Illustration of the methodology used to test snails’ movement and behaviors. Step 1: three snails were put on every dish and provided 15 minutes acclimation time. Step 2: the test substances were introduced and another 15 minutes of time was given as an acclimation period. Step 3: spirulina was added. Step 4: after 5 minutes, 4 readings were taken every 5 minutes.

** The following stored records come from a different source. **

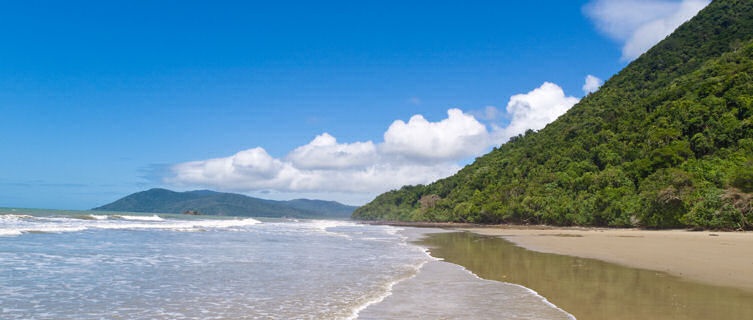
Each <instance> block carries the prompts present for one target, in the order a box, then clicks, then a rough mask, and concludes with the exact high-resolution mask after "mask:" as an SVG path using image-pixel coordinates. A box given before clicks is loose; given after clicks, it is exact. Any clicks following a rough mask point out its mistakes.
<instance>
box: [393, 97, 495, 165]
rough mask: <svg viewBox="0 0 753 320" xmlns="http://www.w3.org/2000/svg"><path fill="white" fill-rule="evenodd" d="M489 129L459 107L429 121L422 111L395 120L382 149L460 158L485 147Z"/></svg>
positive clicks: (428, 154) (409, 154)
mask: <svg viewBox="0 0 753 320" xmlns="http://www.w3.org/2000/svg"><path fill="white" fill-rule="evenodd" d="M488 138H489V132H488V131H487V130H486V126H485V125H483V124H481V123H480V122H478V121H477V120H476V118H474V117H473V116H472V115H470V114H466V113H463V111H461V110H460V109H450V110H448V111H447V119H444V120H442V121H439V122H429V121H427V120H426V119H424V117H423V116H421V115H415V116H413V117H411V118H410V120H409V121H408V123H405V122H403V121H402V120H396V121H395V122H393V123H392V125H390V127H389V129H387V132H385V133H384V144H382V146H381V148H382V150H383V151H384V152H385V153H387V154H396V155H401V156H406V157H410V158H416V159H422V160H457V159H461V158H464V157H468V156H471V155H476V154H478V153H480V152H482V151H484V150H485V149H486V148H487V147H488V145H489V140H488Z"/></svg>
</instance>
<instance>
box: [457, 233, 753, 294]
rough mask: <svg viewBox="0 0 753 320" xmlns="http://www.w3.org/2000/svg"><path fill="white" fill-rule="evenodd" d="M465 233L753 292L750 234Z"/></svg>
mask: <svg viewBox="0 0 753 320" xmlns="http://www.w3.org/2000/svg"><path fill="white" fill-rule="evenodd" d="M463 230H467V231H471V232H474V233H477V234H482V235H490V236H498V237H502V238H504V239H506V240H509V241H511V242H513V243H515V244H517V245H519V246H521V247H523V248H527V249H530V250H534V251H538V252H545V253H557V254H564V255H570V256H576V257H583V258H593V259H598V260H603V261H608V262H613V263H617V264H621V265H625V266H629V267H634V268H641V269H648V270H656V271H662V272H666V273H668V274H672V275H676V276H679V277H682V278H685V279H688V280H692V281H699V282H702V283H706V284H711V285H719V286H729V287H736V288H741V289H745V290H748V291H751V292H753V233H751V232H707V231H703V232H692V231H683V230H662V231H649V230H625V229H577V228H514V227H513V228H510V227H504V228H463ZM751 301H753V300H751Z"/></svg>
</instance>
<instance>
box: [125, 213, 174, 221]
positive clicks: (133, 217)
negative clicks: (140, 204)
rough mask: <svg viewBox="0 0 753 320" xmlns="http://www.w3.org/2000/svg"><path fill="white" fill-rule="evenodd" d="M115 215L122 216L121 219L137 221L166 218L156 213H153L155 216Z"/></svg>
mask: <svg viewBox="0 0 753 320" xmlns="http://www.w3.org/2000/svg"><path fill="white" fill-rule="evenodd" d="M113 217H117V218H120V219H123V220H136V221H165V219H162V218H160V217H159V216H157V215H156V214H155V215H153V216H121V215H117V216H113Z"/></svg>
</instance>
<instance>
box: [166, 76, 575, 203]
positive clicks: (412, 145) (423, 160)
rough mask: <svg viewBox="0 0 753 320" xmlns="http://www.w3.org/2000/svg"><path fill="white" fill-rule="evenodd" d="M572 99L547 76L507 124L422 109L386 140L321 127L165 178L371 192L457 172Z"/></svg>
mask: <svg viewBox="0 0 753 320" xmlns="http://www.w3.org/2000/svg"><path fill="white" fill-rule="evenodd" d="M577 102H578V99H577V98H575V97H570V96H566V95H565V92H564V91H563V90H562V88H560V87H559V86H558V85H556V84H553V83H550V82H545V83H544V84H543V85H542V86H541V87H539V88H536V89H534V90H532V91H530V92H528V93H525V94H518V95H514V96H512V97H511V98H510V101H509V102H508V104H507V108H506V111H507V113H508V115H507V117H508V118H510V119H511V122H510V123H509V125H507V126H505V127H501V126H497V125H489V126H487V125H485V124H484V123H482V122H479V120H477V118H476V117H474V116H473V115H472V114H470V113H466V112H463V111H462V110H460V109H456V108H453V109H449V110H448V111H447V117H446V118H444V119H441V120H439V121H429V120H427V119H426V118H424V117H423V116H422V115H414V116H412V117H411V118H410V119H409V120H408V121H407V122H405V121H403V120H395V121H394V122H393V123H392V124H391V125H390V126H389V127H388V128H387V130H386V131H385V133H384V141H383V142H379V143H374V142H372V141H364V142H338V141H337V139H336V138H335V137H334V136H332V135H330V134H328V133H322V134H320V135H318V136H316V137H315V138H314V139H313V140H311V141H310V142H309V143H307V144H305V145H302V146H300V147H297V148H295V149H294V150H292V151H290V152H289V153H288V154H287V155H286V156H284V157H280V158H276V157H273V156H272V155H270V154H269V153H267V151H266V150H265V149H263V148H261V147H255V148H251V149H248V150H243V151H240V152H238V153H236V154H234V155H231V156H228V157H222V158H214V159H207V160H198V161H189V162H184V163H179V164H176V165H173V166H172V167H171V168H170V170H169V172H170V173H169V175H168V176H166V177H164V182H165V183H167V184H168V185H172V186H175V187H192V188H194V187H208V188H214V189H219V190H226V191H238V192H258V191H264V190H273V191H277V192H293V193H341V194H343V193H360V194H370V195H376V194H378V193H381V192H384V191H387V190H390V189H396V188H400V187H401V186H403V185H413V184H426V183H430V182H433V181H435V180H437V179H440V178H444V177H447V176H450V175H452V174H454V173H456V172H457V171H458V170H460V168H461V167H460V165H459V164H458V161H460V160H462V159H467V158H469V157H474V156H478V155H481V154H483V153H485V152H487V151H488V150H489V149H490V148H491V147H492V146H494V145H498V144H501V143H504V142H506V141H507V140H508V139H509V138H510V137H512V136H514V135H517V134H520V133H523V132H525V131H526V130H528V129H534V130H538V129H541V128H543V127H544V126H546V124H548V123H549V122H551V121H553V120H555V119H556V118H557V117H559V116H560V115H562V114H563V113H565V111H567V110H568V109H569V108H570V107H572V106H573V105H574V104H575V103H577ZM500 113H501V112H499V111H498V110H496V108H494V107H486V109H485V110H484V115H485V117H482V118H484V119H482V120H486V121H491V120H494V119H496V118H497V117H498V116H499V114H500ZM325 197H326V196H325Z"/></svg>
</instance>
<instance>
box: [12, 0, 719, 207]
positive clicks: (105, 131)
mask: <svg viewBox="0 0 753 320" xmlns="http://www.w3.org/2000/svg"><path fill="white" fill-rule="evenodd" d="M635 1H637V2H638V4H640V5H644V7H645V9H643V10H646V11H648V10H650V12H653V13H654V15H655V16H651V15H649V16H650V17H647V18H645V19H643V20H641V19H638V20H636V18H635V17H633V16H626V15H624V14H623V15H620V14H619V12H620V10H617V9H614V8H613V7H615V8H616V6H618V5H617V4H615V1H609V0H602V1H591V2H590V3H589V2H588V1H514V2H511V1H489V2H486V1H464V2H462V3H461V2H444V1H439V2H438V1H425V2H423V1H421V2H419V1H416V2H410V3H406V2H405V1H380V2H369V3H367V2H362V1H357V2H354V1H328V2H316V3H315V2H296V1H265V2H255V1H253V2H249V1H237V2H236V1H212V2H192V1H175V2H164V3H159V4H155V3H153V2H152V1H130V2H122V3H114V2H102V1H70V2H44V1H42V2H27V1H18V2H15V3H13V2H4V3H2V4H0V39H2V41H0V147H1V148H0V159H2V161H0V207H2V206H9V207H35V208H64V209H87V208H91V207H94V206H98V205H101V204H105V203H107V202H110V201H113V200H115V199H117V198H120V197H122V196H124V195H127V194H129V193H132V192H136V191H140V190H143V189H146V188H150V187H168V188H173V189H177V190H189V189H196V188H211V189H217V190H225V191H234V192H241V193H246V194H250V195H255V196H261V197H267V198H275V199H286V198H296V197H302V196H305V197H310V198H323V199H334V200H339V201H343V202H347V203H353V204H361V203H363V202H365V201H368V200H369V199H371V198H372V197H373V196H374V195H375V194H377V193H379V192H381V191H385V190H387V189H389V188H392V187H394V186H393V185H390V184H389V183H386V184H385V183H384V181H385V179H386V180H389V178H390V177H389V176H387V177H384V176H382V177H376V178H375V177H374V175H379V174H382V175H384V174H387V175H394V174H396V173H397V172H399V173H401V174H409V173H410V172H414V171H415V172H424V171H425V172H434V175H432V174H428V175H425V176H422V177H419V178H420V179H419V178H416V179H418V180H415V179H414V180H411V179H407V178H406V179H407V180H405V183H413V182H419V183H425V182H430V181H431V180H433V179H436V178H438V177H440V176H444V175H448V174H451V173H452V172H454V171H453V170H457V168H458V167H459V166H462V165H463V164H466V163H468V162H469V161H470V159H472V158H473V157H475V156H478V155H480V154H483V153H484V152H485V151H487V150H488V148H490V147H491V146H493V145H495V144H499V143H502V142H503V140H500V139H505V138H506V137H507V135H509V134H507V133H505V134H496V133H499V132H502V131H504V128H505V127H507V126H509V125H510V122H513V121H514V119H516V118H515V115H513V114H511V113H510V111H509V110H506V107H508V109H509V106H510V105H515V101H518V102H520V103H522V105H523V106H524V107H525V108H528V107H529V105H527V104H526V103H529V102H530V103H531V105H533V104H534V102H531V101H534V100H535V99H534V98H535V97H534V91H532V90H534V89H537V88H543V89H542V90H540V91H539V93H541V95H545V93H553V94H554V93H556V91H557V90H556V89H558V88H561V90H562V91H563V93H564V95H562V94H559V93H556V94H558V95H559V96H561V97H560V98H559V100H557V101H558V102H557V103H560V105H559V106H558V108H565V109H563V111H562V112H564V110H566V109H567V108H569V106H571V105H572V103H568V102H567V101H571V102H572V101H577V98H580V97H582V96H583V95H584V92H583V90H582V87H583V85H584V79H585V77H586V76H587V75H594V76H596V77H598V78H601V79H608V78H609V77H610V76H611V75H613V74H614V73H616V72H617V71H619V70H620V69H621V68H622V67H624V66H625V65H626V64H627V63H628V61H629V60H630V59H632V58H634V57H631V56H626V55H627V54H626V48H628V47H629V44H630V43H631V41H633V40H634V39H633V38H635V37H636V36H640V31H641V30H643V29H641V28H644V29H645V28H648V27H650V26H651V24H650V23H651V22H652V21H656V20H657V19H659V20H660V21H661V19H669V20H672V19H673V18H672V17H675V18H677V17H679V18H682V19H685V20H687V17H685V16H687V15H688V14H690V16H692V14H694V12H692V11H693V10H695V12H697V10H696V9H694V7H692V6H690V7H688V3H689V2H698V1H690V0H686V1H682V2H680V1H638V0H635ZM635 1H634V2H635ZM691 4H692V3H691ZM610 5H611V6H612V7H610ZM704 5H705V4H704ZM652 6H654V7H652ZM656 6H659V8H661V9H662V10H664V11H661V10H657V9H656V8H657V7H656ZM637 7H639V8H641V7H640V6H637ZM701 7H702V6H701ZM610 8H611V9H610ZM688 8H690V9H688ZM602 9H603V10H602ZM618 9H619V8H618ZM698 9H700V8H698ZM610 10H611V11H610ZM682 10H685V11H688V10H690V11H691V13H687V12H686V13H684V14H683V15H680V16H677V15H678V12H681V11H682ZM602 11H603V12H602ZM657 12H658V13H657ZM639 13H640V12H639ZM668 17H669V18H668ZM620 19H622V20H620ZM631 19H632V20H631ZM623 20H624V21H623ZM675 20H677V19H675ZM678 21H679V20H678ZM683 21H684V20H683ZM681 22H682V21H679V22H677V24H679V23H681ZM644 31H645V30H644ZM661 32H663V31H658V33H661ZM666 32H671V30H669V31H666ZM648 33H649V34H655V33H657V32H653V31H652V30H651V29H650V28H649V30H648ZM664 35H666V34H664ZM661 37H663V36H661ZM646 41H649V42H651V41H653V43H655V42H656V41H658V40H655V41H654V40H651V39H648V40H646ZM644 42H645V41H644ZM639 53H640V52H639ZM639 53H638V54H639ZM545 82H548V83H550V84H552V85H554V86H553V87H552V86H550V87H545V86H544V83H545ZM555 87H556V88H555ZM547 90H548V91H547ZM521 94H522V95H523V96H520V99H518V100H515V99H511V97H513V96H515V95H521ZM526 94H529V95H526ZM570 98H572V99H570ZM532 99H533V100H532ZM542 99H544V98H542ZM568 99H569V100H568ZM573 99H575V100H573ZM514 100H515V101H514ZM545 100H546V99H545ZM537 101H538V100H537ZM547 101H548V100H547ZM563 101H564V102H563ZM562 103H564V105H563V104H562ZM488 106H493V107H492V108H487V107H488ZM548 107H549V106H542V107H541V108H548ZM452 108H458V109H460V110H462V111H461V112H462V114H456V116H455V117H453V116H452V115H449V114H448V110H449V109H452ZM531 108H533V109H535V107H531ZM529 109H530V108H529ZM542 110H543V109H542ZM546 110H549V109H546ZM419 114H420V115H422V116H423V118H421V119H424V120H425V121H426V123H424V122H421V121H418V120H421V119H416V121H415V122H414V121H410V122H409V119H411V117H412V116H414V115H419ZM555 115H557V113H555ZM469 117H470V118H469ZM473 119H475V120H473ZM396 120H401V121H402V124H404V125H405V126H402V125H401V124H400V123H397V124H396V122H395V121H396ZM442 120H447V121H446V122H445V123H444V124H440V121H442ZM471 120H473V121H471ZM551 120H553V118H552V119H548V120H546V121H551ZM454 121H457V123H462V125H455V123H456V122H454ZM474 121H477V123H480V124H481V125H482V126H483V127H484V130H483V132H482V131H479V130H481V128H480V127H479V126H478V125H477V124H476V123H474ZM521 121H523V120H521ZM526 123H527V122H520V124H521V125H525V124H526ZM543 124H545V123H541V124H540V125H539V126H542V125H543ZM392 125H395V126H394V127H392ZM444 125H446V126H444ZM401 126H402V127H401ZM401 128H402V129H401ZM422 128H423V129H422ZM443 128H445V129H443ZM446 128H454V129H446ZM534 129H538V128H536V127H534ZM411 130H412V131H411ZM416 130H418V131H416ZM422 130H423V131H422ZM452 130H458V132H456V133H454V132H455V131H452ZM469 130H470V131H469ZM474 130H475V131H474ZM500 130H502V131H500ZM471 131H472V132H474V133H473V134H468V132H471ZM508 131H509V130H508ZM387 132H390V137H392V138H390V139H391V140H389V141H387V138H386V133H387ZM437 132H440V133H441V134H442V135H441V136H437V137H435V138H436V139H433V140H432V139H430V142H428V143H434V142H436V143H440V145H449V146H452V145H453V143H455V144H456V145H458V146H460V145H467V144H468V143H466V142H467V141H471V140H468V139H472V140H473V141H478V140H479V139H477V138H479V137H481V138H483V139H484V141H487V142H486V143H485V144H478V145H475V146H474V147H473V148H470V149H467V148H466V149H467V150H466V149H462V150H461V149H448V150H445V151H446V152H445V153H443V155H441V156H436V157H435V156H434V155H432V154H427V153H421V152H412V151H411V150H408V149H406V148H408V147H410V146H413V145H414V144H411V143H418V142H416V141H412V140H411V141H409V140H406V139H409V138H410V139H413V138H416V139H419V140H420V139H423V138H426V139H428V138H427V137H430V136H431V134H432V133H437ZM324 133H327V135H323V134H324ZM440 133H437V134H440ZM508 133H510V132H508ZM401 134H402V135H403V136H401ZM452 134H454V135H452ZM510 134H512V133H510ZM317 136H319V137H320V138H321V139H319V140H317V141H319V142H321V143H320V144H318V145H317V144H310V142H311V141H312V140H313V139H315V138H316V137H317ZM329 137H332V138H333V139H335V138H336V139H337V140H336V142H334V140H332V141H330V140H328V139H329ZM406 137H407V138H406ZM448 139H449V140H448ZM464 139H465V140H464ZM427 141H429V140H427ZM369 142H370V143H372V144H371V145H368V143H369ZM419 142H420V141H419ZM445 142H446V143H445ZM322 145H326V146H327V148H329V149H326V150H324V149H322V150H324V151H326V152H325V153H326V155H328V156H338V157H340V156H342V157H341V158H337V159H330V158H326V157H324V156H322V157H319V156H321V155H322V154H324V153H317V152H319V151H321V150H320V149H316V150H315V148H314V147H315V146H322ZM303 146H309V148H304V149H305V150H304V149H299V151H300V152H297V153H294V152H293V151H294V150H296V148H300V147H303ZM257 147H260V148H263V151H264V152H261V151H259V150H258V149H255V148H257ZM312 148H313V149H312ZM458 148H460V147H458ZM244 150H256V151H254V152H247V153H242V154H241V155H240V156H238V157H235V158H232V159H231V158H228V157H232V156H233V155H238V153H239V152H242V151H244ZM312 150H313V151H312ZM317 150H319V151H317ZM333 150H335V151H333ZM338 150H339V151H338ZM364 150H365V151H364ZM257 151H258V152H257ZM304 151H305V152H304ZM324 151H322V152H324ZM359 152H362V153H359ZM296 156H298V157H297V158H296ZM304 156H305V157H304ZM317 157H319V158H317ZM213 158H221V159H226V160H227V159H229V160H227V161H226V162H222V163H231V162H232V163H236V164H237V163H241V162H242V163H243V165H244V167H243V168H238V167H234V169H233V170H235V171H233V173H232V174H230V173H227V172H224V173H222V174H219V173H217V172H215V171H211V170H210V169H211V168H210V167H211V166H212V164H211V163H207V162H206V161H207V160H208V159H213ZM268 158H269V159H268ZM370 158H379V159H380V160H378V161H379V162H378V163H370V162H368V161H369V160H368V159H370ZM239 159H240V160H239ZM259 159H261V160H259ZM312 159H315V160H316V159H319V160H321V161H320V162H317V163H313V162H312V161H313V160H312ZM262 160H263V161H262ZM192 161H193V162H192ZM258 161H262V162H263V163H262V162H258ZM374 161H377V160H374ZM218 163H219V162H218ZM334 163H337V165H334ZM330 164H333V165H330ZM386 167H389V168H390V170H386V171H380V170H381V169H379V168H386ZM374 168H377V169H374ZM393 169H394V170H393ZM291 170H292V171H291ZM348 170H350V171H348ZM422 170H423V171H422ZM210 171H211V172H210ZM240 171H242V172H251V173H249V174H245V173H244V174H238V172H240ZM346 171H347V172H350V173H349V174H352V175H350V176H346V175H343V176H342V177H339V179H344V180H343V181H356V182H357V184H360V185H364V186H365V185H368V186H369V187H368V188H367V187H363V188H360V187H358V186H356V187H353V188H351V189H349V188H350V187H348V186H346V185H345V184H342V183H339V182H337V181H339V180H336V179H335V180H326V179H324V178H326V177H330V176H332V175H336V174H340V172H346ZM291 172H292V173H291ZM381 172H386V173H381ZM367 173H368V174H369V177H370V178H368V179H372V180H368V181H365V180H364V181H365V182H363V183H361V182H359V181H360V180H358V179H360V178H353V177H361V178H362V177H364V175H365V174H367ZM436 174H440V176H436ZM272 175H275V177H272ZM377 178H378V179H377ZM260 179H261V180H260ZM264 179H267V180H269V181H268V182H265V183H262V180H264ZM364 179H366V178H364ZM373 179H376V180H373ZM421 179H424V180H421ZM251 180H253V181H251ZM267 180H265V181H267ZM272 180H274V181H272ZM398 180H399V179H398ZM402 181H403V180H400V181H398V182H402ZM380 183H381V184H380ZM332 184H337V185H338V186H332Z"/></svg>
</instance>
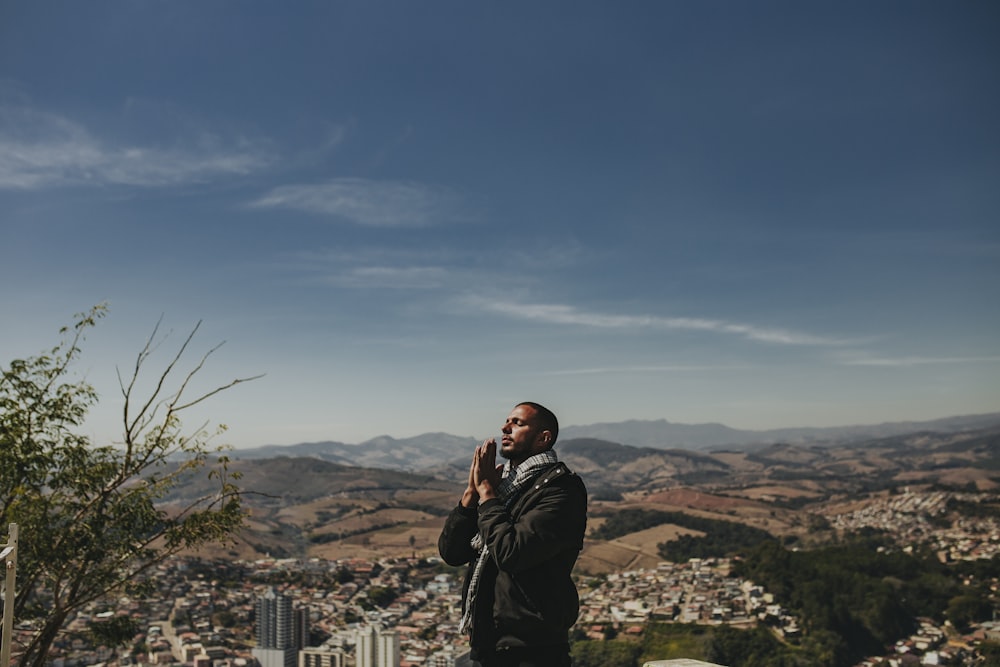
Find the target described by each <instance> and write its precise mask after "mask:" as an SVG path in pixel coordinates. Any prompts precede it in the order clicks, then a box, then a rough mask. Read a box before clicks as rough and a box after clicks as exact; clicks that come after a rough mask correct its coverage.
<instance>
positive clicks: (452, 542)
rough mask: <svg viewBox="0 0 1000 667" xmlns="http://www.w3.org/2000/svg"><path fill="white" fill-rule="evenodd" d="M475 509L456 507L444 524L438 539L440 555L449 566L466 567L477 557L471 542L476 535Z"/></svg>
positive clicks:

The behavioral parameter was measured with the Behavioral State Score (BSS)52. This scoring system is similar to an experiment performed by other researchers43, 52, 53. The system works by scoring the snails’ level of activity from 0 to 5, which are based on their observed behavior: (i) 0 points for full retraction into its shell, (ii) 1 point for being withdrawn, (iii) 2 points for antennae movement only, (iv) 3 points for a protruding head without movement, (v) 4 points for an extended foot and head with oriented movement, and (vi) 5 points were given for active locomotion, and ref. 52. Table 2 shows the different scores and the behaviors they are associated with.

Statistical Analysis

Statistical analysis was performed through the use of a non-parametric Kruskal-Wallis test with the level of significance set at p = 0.05 and a degree of freedom of 143. Non-parametric statistical analysis method was used due to the categorical nature of BSS, where each number represents a distinct state of being for each individual instead of a gradual scale. All the data were represented in means ± standard error.